On the good news side are two vaccines that are 90-95%
effective in controlled testing. The U.S.G. appears to be prepared for a
rapid roll-out of these vaccines, to the most vulnerable people first
(i.e., elderly people and medical first responders) in late December, with more
general distribution starting in the Spring.
Half
the country suspects that the program aiding the production of the vaccines, 'Operation Warp Speed', represents a politically driven rush-to-failure. In
a new study, hopefully, the periods
of acquired immunity from (remember, mostly asymptomatic) cases may be as
long as eight months, rather than the eight-to-sixteen weeks currently reported. Thus, herd
immunity may still be possible notwithstanding a less than ideal absorption rate of the
vaccines by the populace.
Meanwhile the incoming Biden Admin., undeterred by denied
access to planning or sensitive information, has its
own task force studded with well-known epidemiologists, medical professionals,
and others. This group appears to be planning for the national scaling of Governor
Andrew Cuomo’s (D-NY) ‘zip-code’ response strategy currently operating in the
Empire State.
OTHER NEWS
Denmark
has run into a political stumbling-block in her plan to neutralize a menacing
mutation of the coronavirus borne by minks. In starting to kill off up to seventeen million minks, a backlash has ensued creating a stalemate.
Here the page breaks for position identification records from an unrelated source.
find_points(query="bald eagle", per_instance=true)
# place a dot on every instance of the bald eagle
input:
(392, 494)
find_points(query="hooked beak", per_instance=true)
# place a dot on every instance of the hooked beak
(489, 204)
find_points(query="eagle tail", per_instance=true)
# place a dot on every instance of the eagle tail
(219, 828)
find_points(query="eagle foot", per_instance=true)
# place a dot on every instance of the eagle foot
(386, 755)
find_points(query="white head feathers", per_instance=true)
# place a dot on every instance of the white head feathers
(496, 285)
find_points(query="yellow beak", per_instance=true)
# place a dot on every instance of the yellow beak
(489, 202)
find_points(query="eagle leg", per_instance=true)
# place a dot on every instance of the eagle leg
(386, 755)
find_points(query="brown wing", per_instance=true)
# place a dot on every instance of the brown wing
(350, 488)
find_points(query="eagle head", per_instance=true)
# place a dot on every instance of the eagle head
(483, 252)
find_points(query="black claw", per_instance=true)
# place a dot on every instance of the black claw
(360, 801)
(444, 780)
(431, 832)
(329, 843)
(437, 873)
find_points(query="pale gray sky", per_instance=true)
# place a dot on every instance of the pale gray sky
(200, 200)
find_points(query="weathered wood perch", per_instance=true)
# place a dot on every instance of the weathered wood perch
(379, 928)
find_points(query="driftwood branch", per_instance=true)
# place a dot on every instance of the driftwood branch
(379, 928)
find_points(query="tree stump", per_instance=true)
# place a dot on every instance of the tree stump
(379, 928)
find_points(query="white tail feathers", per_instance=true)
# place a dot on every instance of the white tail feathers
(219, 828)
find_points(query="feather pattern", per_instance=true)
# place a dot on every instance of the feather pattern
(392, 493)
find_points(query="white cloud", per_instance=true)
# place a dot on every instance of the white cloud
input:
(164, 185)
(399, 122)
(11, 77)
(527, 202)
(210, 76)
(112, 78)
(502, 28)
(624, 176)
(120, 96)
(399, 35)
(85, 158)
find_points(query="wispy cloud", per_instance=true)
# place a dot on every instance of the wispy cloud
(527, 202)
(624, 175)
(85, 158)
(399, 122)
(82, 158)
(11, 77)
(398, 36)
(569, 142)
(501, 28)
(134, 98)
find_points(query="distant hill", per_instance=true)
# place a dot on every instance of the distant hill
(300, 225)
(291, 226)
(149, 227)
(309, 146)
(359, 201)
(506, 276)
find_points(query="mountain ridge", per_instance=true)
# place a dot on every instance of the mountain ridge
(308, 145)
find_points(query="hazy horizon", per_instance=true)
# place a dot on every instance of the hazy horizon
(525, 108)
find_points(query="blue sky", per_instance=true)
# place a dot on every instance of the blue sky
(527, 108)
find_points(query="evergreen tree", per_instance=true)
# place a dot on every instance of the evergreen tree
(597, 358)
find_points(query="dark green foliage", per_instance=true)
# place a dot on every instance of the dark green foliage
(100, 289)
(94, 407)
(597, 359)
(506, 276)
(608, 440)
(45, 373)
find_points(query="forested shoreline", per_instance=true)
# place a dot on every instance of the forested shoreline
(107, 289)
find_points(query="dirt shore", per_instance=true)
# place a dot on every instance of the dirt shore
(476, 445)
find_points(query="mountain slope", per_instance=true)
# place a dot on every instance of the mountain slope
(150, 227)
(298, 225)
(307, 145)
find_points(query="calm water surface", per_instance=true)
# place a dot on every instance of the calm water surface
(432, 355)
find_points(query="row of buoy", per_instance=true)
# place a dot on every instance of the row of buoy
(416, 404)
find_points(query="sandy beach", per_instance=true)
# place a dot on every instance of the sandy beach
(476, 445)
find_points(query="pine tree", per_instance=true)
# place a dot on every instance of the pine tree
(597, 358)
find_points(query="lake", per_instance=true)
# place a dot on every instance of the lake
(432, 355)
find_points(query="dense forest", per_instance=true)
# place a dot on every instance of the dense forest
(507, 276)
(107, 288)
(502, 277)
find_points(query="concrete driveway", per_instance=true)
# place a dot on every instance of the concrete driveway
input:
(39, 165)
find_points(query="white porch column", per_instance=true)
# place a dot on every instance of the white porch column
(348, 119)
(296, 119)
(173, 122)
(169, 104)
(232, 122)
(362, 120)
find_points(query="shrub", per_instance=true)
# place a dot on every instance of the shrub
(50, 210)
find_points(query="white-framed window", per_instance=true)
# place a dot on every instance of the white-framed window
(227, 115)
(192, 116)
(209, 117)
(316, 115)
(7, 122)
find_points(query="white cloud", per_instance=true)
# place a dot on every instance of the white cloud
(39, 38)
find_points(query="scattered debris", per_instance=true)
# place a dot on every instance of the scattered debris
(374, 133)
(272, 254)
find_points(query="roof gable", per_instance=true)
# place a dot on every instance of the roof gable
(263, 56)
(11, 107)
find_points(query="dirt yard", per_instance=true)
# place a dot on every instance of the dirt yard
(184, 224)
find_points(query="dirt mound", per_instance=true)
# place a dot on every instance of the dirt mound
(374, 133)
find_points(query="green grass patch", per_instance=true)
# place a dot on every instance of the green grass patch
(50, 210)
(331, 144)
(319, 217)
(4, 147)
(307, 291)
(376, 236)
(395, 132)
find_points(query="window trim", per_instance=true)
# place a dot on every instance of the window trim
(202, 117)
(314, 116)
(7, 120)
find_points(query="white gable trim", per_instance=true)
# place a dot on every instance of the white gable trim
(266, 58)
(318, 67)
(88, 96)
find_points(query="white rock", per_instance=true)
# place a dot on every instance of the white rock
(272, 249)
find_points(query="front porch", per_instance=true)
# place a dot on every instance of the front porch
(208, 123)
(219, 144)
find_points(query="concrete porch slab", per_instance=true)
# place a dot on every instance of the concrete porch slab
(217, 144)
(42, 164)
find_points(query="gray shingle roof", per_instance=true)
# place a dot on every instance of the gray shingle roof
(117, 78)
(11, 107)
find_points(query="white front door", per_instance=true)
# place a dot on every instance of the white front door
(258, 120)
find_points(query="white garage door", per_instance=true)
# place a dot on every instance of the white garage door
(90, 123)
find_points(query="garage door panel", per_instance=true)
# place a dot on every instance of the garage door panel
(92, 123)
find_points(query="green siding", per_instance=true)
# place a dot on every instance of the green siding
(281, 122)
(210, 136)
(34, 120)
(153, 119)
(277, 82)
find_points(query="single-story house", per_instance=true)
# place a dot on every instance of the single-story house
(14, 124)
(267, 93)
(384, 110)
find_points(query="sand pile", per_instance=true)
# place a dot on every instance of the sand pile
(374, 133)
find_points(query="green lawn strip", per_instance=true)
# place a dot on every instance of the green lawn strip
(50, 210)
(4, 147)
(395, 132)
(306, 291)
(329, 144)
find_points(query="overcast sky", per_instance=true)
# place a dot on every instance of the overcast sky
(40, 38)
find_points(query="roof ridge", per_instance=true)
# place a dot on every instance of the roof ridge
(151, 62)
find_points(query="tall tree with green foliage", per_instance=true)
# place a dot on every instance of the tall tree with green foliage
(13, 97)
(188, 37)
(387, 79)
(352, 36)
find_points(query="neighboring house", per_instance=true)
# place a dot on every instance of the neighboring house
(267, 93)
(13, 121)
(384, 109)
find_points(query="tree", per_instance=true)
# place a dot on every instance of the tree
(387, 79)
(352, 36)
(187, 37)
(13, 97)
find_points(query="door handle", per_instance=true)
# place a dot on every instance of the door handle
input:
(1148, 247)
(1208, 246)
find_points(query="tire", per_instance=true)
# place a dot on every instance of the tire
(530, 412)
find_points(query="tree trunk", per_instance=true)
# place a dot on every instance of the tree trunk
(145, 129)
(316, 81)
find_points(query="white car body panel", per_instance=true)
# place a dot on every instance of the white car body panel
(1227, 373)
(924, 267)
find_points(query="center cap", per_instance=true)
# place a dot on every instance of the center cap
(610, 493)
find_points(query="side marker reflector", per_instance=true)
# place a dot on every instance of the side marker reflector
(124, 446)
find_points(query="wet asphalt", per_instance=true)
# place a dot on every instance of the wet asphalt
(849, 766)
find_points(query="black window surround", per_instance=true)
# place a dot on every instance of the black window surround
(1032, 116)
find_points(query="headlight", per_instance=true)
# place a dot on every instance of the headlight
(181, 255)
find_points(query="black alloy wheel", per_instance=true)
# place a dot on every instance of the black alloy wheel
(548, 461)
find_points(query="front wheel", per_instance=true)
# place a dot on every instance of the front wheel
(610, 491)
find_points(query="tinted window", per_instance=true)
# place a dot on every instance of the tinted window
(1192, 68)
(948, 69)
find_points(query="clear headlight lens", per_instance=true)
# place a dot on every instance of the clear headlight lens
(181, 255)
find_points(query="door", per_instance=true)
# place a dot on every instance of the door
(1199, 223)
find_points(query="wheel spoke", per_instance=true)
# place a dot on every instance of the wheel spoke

Germany has succeeded in slowing the
community spread of the coronavirus through her four-week ‘lock-down
lite’ of shutting down entertainment venues for a month.
The U.S. and Canada have complained to the World Trade
Organization that China
has used the spread of COVID-19 to impose non-tariff trade barriers
against North American food products. Good news for the failed testing in the United
States: an affordable do-it-yourself
coronavirus test that produces results within half an hour is ready for mass production. The F.D.A. looks likely to use emergency authorization to speed distribution.
On a less fortunate note, a Lancet-published study indicates that one in very five people recovering from full-blown COVID develops mental health problems, primarily depression and anxiety, within ninety days of apparent recovery. This finding recalls another study by Northwestern University reporting attenuated cognition, at least temporarily, among COVID-19 survivors published six weeks ago.